CABUL (Reuters) - A Organização das Nações Unidas (ONU) disse que está investigando um incidente registrado na quinta-feira no norte do Afeganistão, no qual mais de 30 civis foram mortos em ataques aéreos norte-americanos chamados para apoiar uma operação de forças especiais contra militantes do Talibã.

A Missão de Assistência da ONU no Afeganistão (Unama) disse que pelo menos 32 pessoas foram mortas e 19 ficaram feridas, a maioria mulheres e crianças, nos ataques em Buz Kandahari, perto de Kunduz.

As mortes elevam o crescente número de vítimas civis no Afeganistão, onde somente na semana passada 95 morreram e 111 pessoas ficaram feridas, segundo dados da ONU.

"A perda de vidas de civis é inaceitável e prejudica os esforços para construir a paz e a estabilidade no Afeganistão", disse Tadamichi Yamamoto, representante especial do secretário-geral para o Afeganistão e chefe da Unama.
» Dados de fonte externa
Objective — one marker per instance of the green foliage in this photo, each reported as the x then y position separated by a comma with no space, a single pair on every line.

"Ao realizar operações aéreas, as forças militares internacionais devem tomar todas as medidas possíveis para minimizar os danos civis, incluindo a análise completa do contexto para os ataques aéreos", disse ele em um comunicado.

Os militares norte-americanos reconheceram no sábado que os ataques aéreos provavelmente causaram baixas civis e prometeram uma investigação. O general John Nicholson, principal comandante dos EUA no Afeganistão, lamentou profundamente a perda de vidas inocentes.

As operações aéreas foram solicitadas para proteger uma equipe afegã de forças especiais e seus assessores norte-americanos que ficaram sob fogo pesado durante um ataque contra supostos comandantes do Talibã. Três soldados afegãos e dois americanos foram mortos nos combates.